Last week, I was sitting back on my couch flipping the channels when I came across the ESPN 30 for 30: The U, Part 2. It's the second part about the story of the Miami Hurricanes, one that begins after the program started going belly up from living on the edge as a bunch of renegades, and it details their rise back to prominence.
In 2000, Miami was back. Butch Davis survived the calls for his head on South Beach after he put together a roster of hard-working, ultra-talented football players. Surviving sanctions from an era that wasn't his, the Canes destroyed teams that season en route to the Big East championship.
Having lost only to #15 Washington back in September, Miami went on a tear, winning out in hopes of going to the national championship game in the eyes of the BCS computers. They destroyed Rutgers, 64-6, before beating #1-ranked Florida State at the Orange Bowl on Wide Right III, 27-24. They scored 40-plus points in their next three games, including a 41-21 win as the #3 team in the nation over second-ranked Virginia Tech. After beating Syracuse, 26-0, Miami needed to only close out Boston College with a statement win in order to get into the BCS Championship game, or so they thought.
BC entered that game on Thanksgiving weekend at 6-4 after having lost at Notre Dame Stadium the prior week, 28-16. The Eagles were a scrappy team, headed to a marquee middle tier bowl game but with the potential to make some noise against the Canes if they played their cards right. It was the start of the Tom O'Brien era as we came to know it - wins over Syracuse, Rutgers, and Temple with losses to Virginia Tech and West Virginia along with, shockingly, Pittsburgh.
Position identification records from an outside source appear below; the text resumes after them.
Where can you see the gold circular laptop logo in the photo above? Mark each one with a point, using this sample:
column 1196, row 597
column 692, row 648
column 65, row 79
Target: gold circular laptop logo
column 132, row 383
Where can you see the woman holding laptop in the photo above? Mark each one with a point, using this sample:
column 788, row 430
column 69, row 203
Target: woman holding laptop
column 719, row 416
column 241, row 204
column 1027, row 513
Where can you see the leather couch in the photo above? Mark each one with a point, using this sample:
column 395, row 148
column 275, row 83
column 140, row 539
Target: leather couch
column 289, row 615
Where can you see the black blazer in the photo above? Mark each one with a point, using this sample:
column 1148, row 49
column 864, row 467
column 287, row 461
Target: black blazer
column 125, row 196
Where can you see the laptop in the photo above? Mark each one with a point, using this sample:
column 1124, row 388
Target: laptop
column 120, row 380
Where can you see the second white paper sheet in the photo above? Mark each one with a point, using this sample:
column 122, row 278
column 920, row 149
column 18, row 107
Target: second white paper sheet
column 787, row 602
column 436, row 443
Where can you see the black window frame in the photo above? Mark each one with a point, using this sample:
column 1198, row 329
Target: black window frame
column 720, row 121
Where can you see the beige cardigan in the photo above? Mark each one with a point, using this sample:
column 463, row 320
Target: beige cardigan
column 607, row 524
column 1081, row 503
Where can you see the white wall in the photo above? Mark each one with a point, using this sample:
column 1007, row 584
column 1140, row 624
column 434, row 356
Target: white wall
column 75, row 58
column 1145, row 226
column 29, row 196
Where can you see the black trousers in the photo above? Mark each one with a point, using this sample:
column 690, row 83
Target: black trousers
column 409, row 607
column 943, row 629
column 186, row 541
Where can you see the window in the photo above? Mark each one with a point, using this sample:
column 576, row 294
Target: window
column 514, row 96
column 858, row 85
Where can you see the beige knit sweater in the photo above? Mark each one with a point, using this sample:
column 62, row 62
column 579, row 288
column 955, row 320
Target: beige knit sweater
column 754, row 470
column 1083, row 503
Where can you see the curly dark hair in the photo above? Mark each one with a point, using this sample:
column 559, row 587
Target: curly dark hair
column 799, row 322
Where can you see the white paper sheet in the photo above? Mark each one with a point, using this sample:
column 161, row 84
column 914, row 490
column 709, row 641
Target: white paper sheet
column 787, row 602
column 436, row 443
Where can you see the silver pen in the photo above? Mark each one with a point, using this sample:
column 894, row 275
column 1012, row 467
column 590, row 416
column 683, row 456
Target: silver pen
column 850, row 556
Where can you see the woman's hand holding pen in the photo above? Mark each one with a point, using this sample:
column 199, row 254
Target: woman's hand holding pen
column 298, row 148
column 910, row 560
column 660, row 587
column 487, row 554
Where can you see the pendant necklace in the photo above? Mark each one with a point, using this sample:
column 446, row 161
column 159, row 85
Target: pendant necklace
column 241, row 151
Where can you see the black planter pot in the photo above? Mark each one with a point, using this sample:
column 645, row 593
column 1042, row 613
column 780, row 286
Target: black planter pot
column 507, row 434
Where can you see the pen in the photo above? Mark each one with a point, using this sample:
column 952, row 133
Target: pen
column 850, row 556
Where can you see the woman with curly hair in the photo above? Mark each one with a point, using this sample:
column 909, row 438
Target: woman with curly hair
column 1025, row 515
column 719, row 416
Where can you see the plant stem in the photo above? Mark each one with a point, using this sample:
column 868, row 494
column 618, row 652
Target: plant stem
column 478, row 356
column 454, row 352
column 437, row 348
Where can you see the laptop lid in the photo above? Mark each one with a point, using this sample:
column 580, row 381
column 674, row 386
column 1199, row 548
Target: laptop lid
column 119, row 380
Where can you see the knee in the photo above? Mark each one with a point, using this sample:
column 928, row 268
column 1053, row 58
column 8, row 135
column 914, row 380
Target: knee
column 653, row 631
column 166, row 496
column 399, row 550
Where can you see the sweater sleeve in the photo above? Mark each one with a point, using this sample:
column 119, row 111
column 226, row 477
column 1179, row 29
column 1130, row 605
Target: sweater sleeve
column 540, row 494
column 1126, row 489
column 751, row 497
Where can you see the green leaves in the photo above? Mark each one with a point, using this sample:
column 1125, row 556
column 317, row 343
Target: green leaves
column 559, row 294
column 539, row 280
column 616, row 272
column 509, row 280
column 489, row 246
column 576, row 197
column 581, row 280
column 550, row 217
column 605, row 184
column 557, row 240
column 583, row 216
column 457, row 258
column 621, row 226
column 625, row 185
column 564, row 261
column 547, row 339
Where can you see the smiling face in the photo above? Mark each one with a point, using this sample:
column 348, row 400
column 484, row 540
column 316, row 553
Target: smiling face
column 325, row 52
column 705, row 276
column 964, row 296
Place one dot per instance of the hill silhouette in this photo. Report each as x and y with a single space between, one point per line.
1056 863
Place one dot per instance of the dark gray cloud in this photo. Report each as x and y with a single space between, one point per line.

The 2000 Canes were loaded to the gills with pro talent - Clinton Portis and Najeh Davenport were backup running backs to James Jackson. Ken Dorsey threw five touchdowns for every interception he tossed, and he had Santana Moss, Reggie Wayne, and a young Jeremy Shockey catching passes. Boston College, meanwhile, had Tim Hasselbeck handing off to William Green with Cedric Washington and Derrick Knight backing him up. Dedrick Dewalt led an unheralded receiving corps that utilized a number of players like Jamal Burke, Dujuan Daniels, and tight end Ryan Read.
BC had a chance, even though their defense stood suspect in certain areas (namely against the run). Then, the game kicked off.
Miami did unholy things to the Eagles down in the Orange Bowl, amassing just under 500 yards, including 244 via the rush. What was notable about the performance was that not a single Hurricane running back gained more than 66 yards, and they didn't score a touchdown on the ground. But Dorsey threw for five TD's with only 255 yards, including two to Moss and one apiece to Jackson, Wayne, and Shockey.
Hasselbeck, meanwhile, threw for only 120 yards and a pick, while Washington and Green did the bulk of the work via the ground. Washington fell just short of 100 yards, and Green picked up the only Eagle touchdown with 78 extra yards.
Miami 52. BC 6.
This was a bad day for the Eagles, but it was something that ultimately sent them packing to Hawaii for the Aloha Bowl, where they defeated Arizona State. It did set up a titan style matchup the next year, where BC, undaunted, nearly defeated the Hurricanes before Brian St. Pierre threw that interception I still haven't forgiven him for.
So while we take a trip back to a very, very bad day today, we remind ourselves that BC always rebounds and boy, was that Canes team good even though they got hosed out of the national title game by the computers.